L’éditorialiste du « Monde » Alain Frachon écrit dans l’édition du 7 novembre : « On va manquer de champagne au Kremlin et on va manquer de munitions dans les tranchées du Donbass. Le retour de Donald Trump à la Maison Blanche est une excellente nouvelle pour Vladimir Poutine. Elle augure mal des chances de l’Ukraine de négocier en bonne position face à la Russie. Trump II porte aussi un coup à la solidarité transatlantique : ce concept est indifférent au républicain. Sa victoire dans l’élection du 5 novembre isole les Européens. Elle les place devant une responsabilité historique : compter sur leurs forces pour assurer leur défense face à l’expansionnisme russe. »
Ce serait donc la fin de l’atlantisme !
Il ajoute : « Un bouleversement stratégique est en marche. Il était peut-être inéluctable, il est accéléré par le vote des Américains. La prophétie du général de Gaulle se réalise : un jour, les Etats-Unis quitteront le Vieux Continent. Celui-ci doit devenir adulte, sauf à céder sur ce qui lui est cher – inviolabilité des frontières, non-recours à la force, appui aux démocraties libérales naissantes. Une Amérique s’en va, une Europe stratégique doit naître. Si l’Union européenne (UE) manque à cet appel, elle subira un monde dominé par des blocs de puissance qui n’ont qu’une seule règle dans les relations entre Etats : le rapport de force. »
Trump n’applique pas cette politique qu’à l’Europe.
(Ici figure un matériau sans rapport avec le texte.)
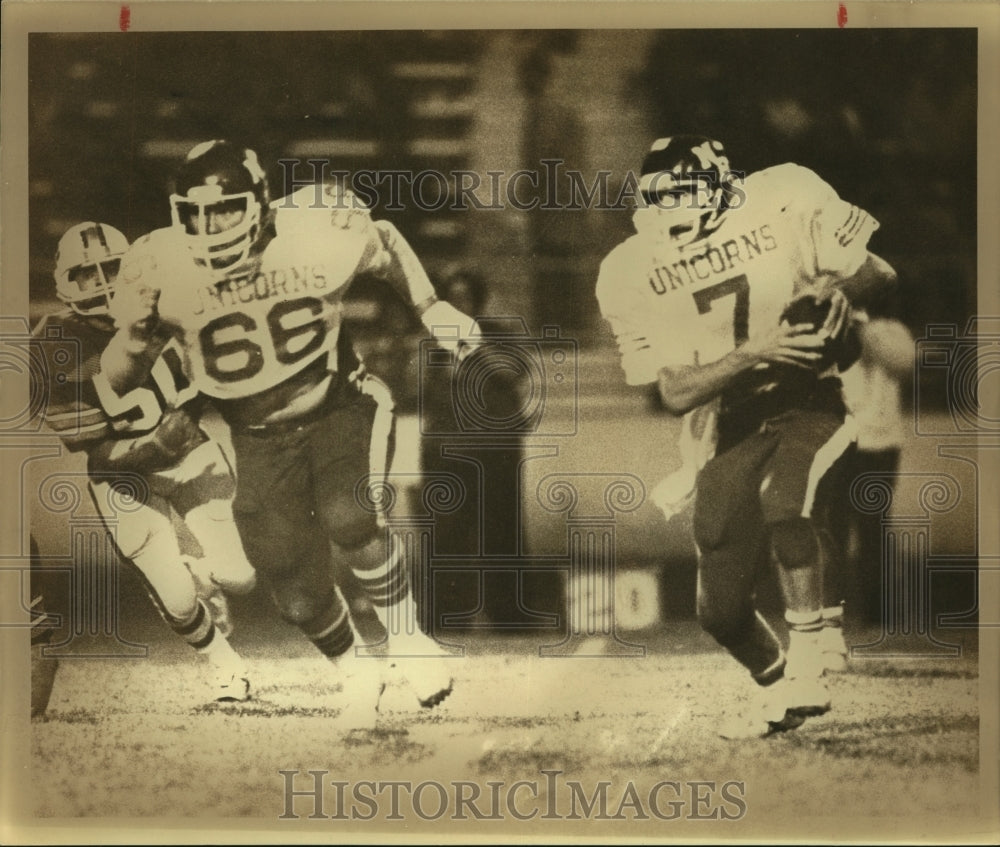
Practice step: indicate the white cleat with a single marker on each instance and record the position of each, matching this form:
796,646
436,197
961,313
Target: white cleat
421,666
211,594
770,711
808,696
219,608
361,685
232,687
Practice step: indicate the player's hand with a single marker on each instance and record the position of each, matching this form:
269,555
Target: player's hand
790,344
178,433
838,316
137,312
454,330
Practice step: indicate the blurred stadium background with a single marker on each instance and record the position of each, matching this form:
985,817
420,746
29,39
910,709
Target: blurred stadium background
888,117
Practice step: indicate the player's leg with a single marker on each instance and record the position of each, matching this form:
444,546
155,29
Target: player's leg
732,542
730,539
353,445
830,518
145,537
289,549
203,497
202,492
810,444
49,596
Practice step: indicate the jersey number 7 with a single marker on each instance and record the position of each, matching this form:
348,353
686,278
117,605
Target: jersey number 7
737,287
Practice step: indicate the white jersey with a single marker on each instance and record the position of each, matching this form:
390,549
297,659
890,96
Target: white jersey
672,305
251,330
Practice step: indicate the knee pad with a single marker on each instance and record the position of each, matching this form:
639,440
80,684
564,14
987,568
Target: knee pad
795,543
355,532
298,604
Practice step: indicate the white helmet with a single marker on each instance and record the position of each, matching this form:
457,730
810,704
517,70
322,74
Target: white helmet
87,262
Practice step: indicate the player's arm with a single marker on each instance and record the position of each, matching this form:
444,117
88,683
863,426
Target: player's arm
401,268
176,435
686,387
873,286
141,335
840,232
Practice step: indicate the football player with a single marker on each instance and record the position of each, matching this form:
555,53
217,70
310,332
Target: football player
144,446
697,300
252,292
49,598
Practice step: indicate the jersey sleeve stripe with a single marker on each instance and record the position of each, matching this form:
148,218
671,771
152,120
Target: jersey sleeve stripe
59,428
76,415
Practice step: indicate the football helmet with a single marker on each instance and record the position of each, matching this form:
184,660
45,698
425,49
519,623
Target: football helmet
87,261
219,199
685,187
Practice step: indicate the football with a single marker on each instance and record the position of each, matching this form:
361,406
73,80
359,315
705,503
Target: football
813,309
807,309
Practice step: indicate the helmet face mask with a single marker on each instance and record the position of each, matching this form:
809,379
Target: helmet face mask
218,204
220,232
87,263
685,185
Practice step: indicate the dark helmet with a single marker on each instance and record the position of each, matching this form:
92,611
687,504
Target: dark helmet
220,198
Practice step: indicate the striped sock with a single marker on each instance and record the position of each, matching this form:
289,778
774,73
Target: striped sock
330,630
833,616
803,643
386,584
198,630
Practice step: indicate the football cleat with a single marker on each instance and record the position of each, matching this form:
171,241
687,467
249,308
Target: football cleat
771,710
808,696
833,650
212,595
362,682
418,662
232,688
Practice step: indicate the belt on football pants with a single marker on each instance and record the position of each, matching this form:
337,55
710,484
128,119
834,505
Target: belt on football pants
341,392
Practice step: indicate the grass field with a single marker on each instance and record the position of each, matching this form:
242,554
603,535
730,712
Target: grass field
132,738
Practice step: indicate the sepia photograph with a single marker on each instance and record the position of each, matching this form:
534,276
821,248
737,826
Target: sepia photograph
454,422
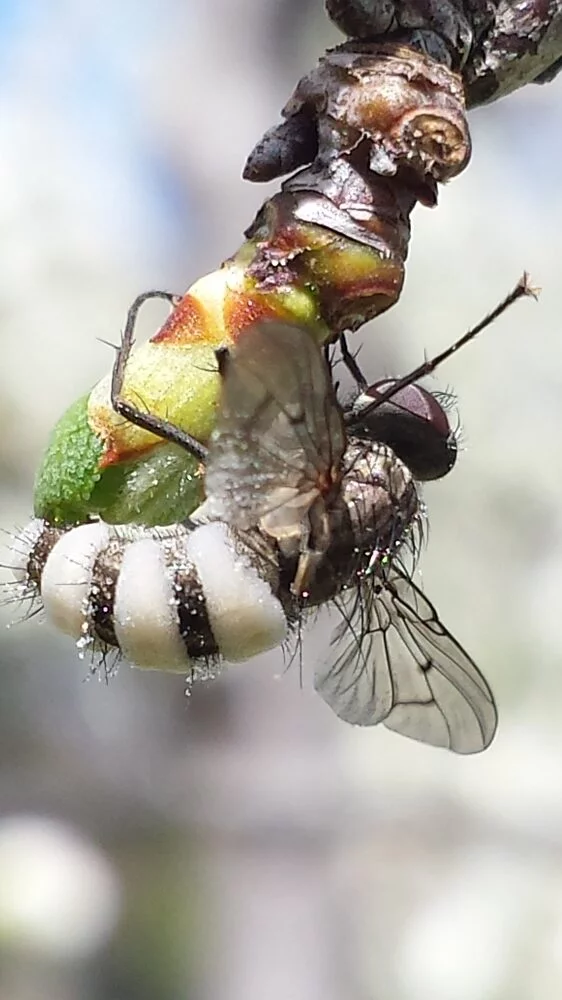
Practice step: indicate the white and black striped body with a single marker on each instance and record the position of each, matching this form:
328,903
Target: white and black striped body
170,598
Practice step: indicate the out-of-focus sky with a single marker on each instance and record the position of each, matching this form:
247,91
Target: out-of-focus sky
245,843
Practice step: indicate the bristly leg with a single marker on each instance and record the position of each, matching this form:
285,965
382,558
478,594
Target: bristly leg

Selon Alain Franchon :
« Trump trouve que l’OTAN lui coûte trop cher et ne lui rapporte rien. Il estime que le principe d’une solidarité automatique entre démocraties de part et d’autre de l’Atlantique ou du Pacifique n’a pas de sens. Les alliances conclues par Washington durant la guerre froide seraient obsolètes. Il est étranger à la tradition du missionarisme démocratique américain. Taïwan aussi doit payer plus pour sa sécurité, et le républicain a laissé planer un doute sur ce que feront les Etats-Unis en cas d’attaque chinoise – tout comme en cas d’attaque russe sur un pays balte. »
Et il conclut : « Plus largement, Trump est en phase avec les objectifs que la Russie et la Chine ont définis dans leur pacte d’« amitié sans limites » du 4 février 2022. Les grandes puissances ont droit à une zone d’influence privilégiée ; les pactes de défense conclus par Washington avec l’Europe ou l’Asie n’ont plus lieu d’être ; enfin, la question des droits de l’homme doit être chassée des relations entre Etats.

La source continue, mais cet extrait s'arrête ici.